The size of Edward Charlton’s barber and wig shop is now unknown. For some time it was probably no larger than a front room of the house he owned opposite the Raleigh. Andrew Anderson’s shop was in a building sixteen feet square. The barber shop next to the King’s Arms Tavern is shown on later insurance papers to have been sixteen by twenty feet—and these are the approximate dimensions of the restored barber and perukemaker’s shop.

The restored shop of the barber and perukemaker in Williamsburg. It stands on Duke of Gloucester Street next to the King’s Arms Tavern and across from the Raleigh Tavern. In dimensions, appearance, and equipment it is believed to resemble quite closely a shop that stood on the site about 1770 and may have been occupied successively by the partnerships of Geohegan and Brazier and of Charlton and Nichols.

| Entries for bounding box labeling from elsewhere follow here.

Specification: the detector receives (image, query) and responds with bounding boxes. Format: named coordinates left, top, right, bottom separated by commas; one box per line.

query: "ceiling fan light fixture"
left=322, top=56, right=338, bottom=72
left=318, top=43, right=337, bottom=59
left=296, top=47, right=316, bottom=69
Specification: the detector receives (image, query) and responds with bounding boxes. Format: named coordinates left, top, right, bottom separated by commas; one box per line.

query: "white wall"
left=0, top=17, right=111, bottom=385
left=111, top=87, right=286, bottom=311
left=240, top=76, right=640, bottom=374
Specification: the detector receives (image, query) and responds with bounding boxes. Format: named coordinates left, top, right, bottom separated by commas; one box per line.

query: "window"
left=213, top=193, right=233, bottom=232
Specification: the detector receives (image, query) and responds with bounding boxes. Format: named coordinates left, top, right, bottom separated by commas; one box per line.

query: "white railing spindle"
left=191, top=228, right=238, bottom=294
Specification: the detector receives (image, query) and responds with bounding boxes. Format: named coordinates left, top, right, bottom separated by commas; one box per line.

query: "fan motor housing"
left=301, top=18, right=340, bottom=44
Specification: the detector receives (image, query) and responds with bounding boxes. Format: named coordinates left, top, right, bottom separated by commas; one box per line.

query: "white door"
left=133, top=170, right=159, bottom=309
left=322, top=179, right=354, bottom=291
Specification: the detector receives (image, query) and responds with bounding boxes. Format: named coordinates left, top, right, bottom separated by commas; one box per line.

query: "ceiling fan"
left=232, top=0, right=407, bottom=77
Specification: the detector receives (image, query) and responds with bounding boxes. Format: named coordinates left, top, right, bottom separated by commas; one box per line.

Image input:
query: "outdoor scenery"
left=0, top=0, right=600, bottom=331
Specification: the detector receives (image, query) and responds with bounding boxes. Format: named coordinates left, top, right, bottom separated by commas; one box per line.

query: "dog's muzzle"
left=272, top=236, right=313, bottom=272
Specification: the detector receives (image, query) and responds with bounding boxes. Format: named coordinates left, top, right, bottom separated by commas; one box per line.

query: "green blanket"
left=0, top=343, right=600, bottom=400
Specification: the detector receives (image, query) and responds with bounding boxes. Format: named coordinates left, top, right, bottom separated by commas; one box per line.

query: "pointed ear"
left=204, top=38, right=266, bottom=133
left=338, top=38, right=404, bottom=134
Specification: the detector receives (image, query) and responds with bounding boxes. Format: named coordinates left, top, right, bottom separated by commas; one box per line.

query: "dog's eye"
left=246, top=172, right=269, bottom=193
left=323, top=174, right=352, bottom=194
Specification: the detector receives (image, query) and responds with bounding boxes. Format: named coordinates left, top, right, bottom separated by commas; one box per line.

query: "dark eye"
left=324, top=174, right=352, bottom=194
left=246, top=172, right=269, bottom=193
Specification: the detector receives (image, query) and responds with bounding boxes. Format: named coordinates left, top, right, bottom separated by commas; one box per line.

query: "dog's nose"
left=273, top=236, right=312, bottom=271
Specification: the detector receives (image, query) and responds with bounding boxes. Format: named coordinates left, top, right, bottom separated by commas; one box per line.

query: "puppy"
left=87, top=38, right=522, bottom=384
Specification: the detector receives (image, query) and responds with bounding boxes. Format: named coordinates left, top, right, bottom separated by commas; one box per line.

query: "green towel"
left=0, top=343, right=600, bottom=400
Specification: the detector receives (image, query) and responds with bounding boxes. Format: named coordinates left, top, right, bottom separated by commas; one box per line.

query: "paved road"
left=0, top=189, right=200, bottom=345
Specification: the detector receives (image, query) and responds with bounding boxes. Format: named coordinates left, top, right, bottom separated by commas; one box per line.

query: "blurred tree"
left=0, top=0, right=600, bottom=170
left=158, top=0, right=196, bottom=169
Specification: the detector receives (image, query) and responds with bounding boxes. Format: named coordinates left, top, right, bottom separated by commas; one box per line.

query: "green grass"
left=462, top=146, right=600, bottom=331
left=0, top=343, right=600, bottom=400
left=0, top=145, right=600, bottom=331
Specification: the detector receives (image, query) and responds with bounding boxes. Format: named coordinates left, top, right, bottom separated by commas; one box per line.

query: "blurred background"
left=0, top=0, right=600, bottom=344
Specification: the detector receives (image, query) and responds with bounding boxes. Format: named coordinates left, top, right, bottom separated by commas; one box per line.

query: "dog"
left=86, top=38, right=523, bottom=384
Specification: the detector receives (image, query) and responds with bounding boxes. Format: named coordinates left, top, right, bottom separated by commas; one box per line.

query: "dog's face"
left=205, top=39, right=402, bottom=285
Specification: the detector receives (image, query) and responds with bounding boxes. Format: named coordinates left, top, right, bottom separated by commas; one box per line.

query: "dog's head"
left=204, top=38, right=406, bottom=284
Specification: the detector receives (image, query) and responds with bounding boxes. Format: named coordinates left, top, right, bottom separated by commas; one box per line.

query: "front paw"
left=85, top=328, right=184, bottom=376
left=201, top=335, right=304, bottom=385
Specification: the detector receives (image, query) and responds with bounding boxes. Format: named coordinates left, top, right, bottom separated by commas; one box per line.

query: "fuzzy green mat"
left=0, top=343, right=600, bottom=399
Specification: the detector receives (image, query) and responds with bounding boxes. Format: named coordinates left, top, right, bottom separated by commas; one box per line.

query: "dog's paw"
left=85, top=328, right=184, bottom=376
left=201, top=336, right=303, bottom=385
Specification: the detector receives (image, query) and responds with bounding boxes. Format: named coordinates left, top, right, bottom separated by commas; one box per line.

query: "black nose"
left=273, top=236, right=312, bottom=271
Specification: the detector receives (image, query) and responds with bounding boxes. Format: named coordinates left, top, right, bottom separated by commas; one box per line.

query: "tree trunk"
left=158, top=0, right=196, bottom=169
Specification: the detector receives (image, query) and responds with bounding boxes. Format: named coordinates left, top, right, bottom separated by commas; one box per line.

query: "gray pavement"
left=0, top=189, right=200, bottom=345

MASTERS, SERVANTS, AND MATERIALS

In such a small shop it seems unlikely that even a leading wigmaker could have had very many helpers. But Edward Charlton at one time had four apprentices and journeymen, and one of his contemporaries, Robert Lyon, in the space of two years had five known bond servants, at least three identified as barber-wigmakers.

Apprenticeship to a master barber and perukemaker was the normal—in fact the only—way for a boy to learn the trade. The Williamsburg wigmakers presumably all entered the craft in this manner, though Andrew Anderson is the only one about whom the record is clear. Presumably, too, most of them had apprentices in turn; but here the surviving information is quite skimpy.

Journeymen (craftsmen who had finished their apprentice training but had not yet gone into business as their own masters) were in good demand and apparently in good supply. Alexander Finnie gave notice in a 1745 issue of the Virginia Gazette that he was “in want of Two or Three Journeymen, that understand the Business of a Barber and Peruke-maker,” and promised any who applied “good Encouragement.” The response to this ad was prompt, for the very next issue of the Gazette contained this notice by the master barber and wigmaker whose shop was directly across the street from Finnie’s:

Whereas my honest Neighhour, that has advertis’d for Two or Three Journeymen, has lately seduced One from my Service, in a clandestine and undermining Manner; which I am well persuaded, that no Man but one of his Principles would have done: Therefore it’s to be hoped, that one of the Number he has advertised for, will come into my Service, in Lieu of him who has been so villanously cajol’d as above, who may depend on having good Encouragement, from

Andrew Anderson.

Whether Anderson lured anyone into his employ by this ad does not appear. But Finnie a year later announced that he had just imported from London a shipment of wigmaking materials and also “some exceeding good Workmen.” With what has the ring of smug satisfaction he concluded: “As I have a great many good Workmen, Gentlemen and others may depend on being speedily and faithfully served, in the best Manner.”

Finnie’s mention of imported materials was typical. Time and again the announcements of Williamsburg wigmakers contain phrases such as “Just arrived, a choice Parcel of Hairs, prepared by the best Hands in London,” or “A Fresh Cargoe of live human Hairs, already curl’d and well prepared.” By far the larger portion of hair used in Williamsburg-made wigs was imported from England, either by the perukemaker himself or by colonial hair merchants.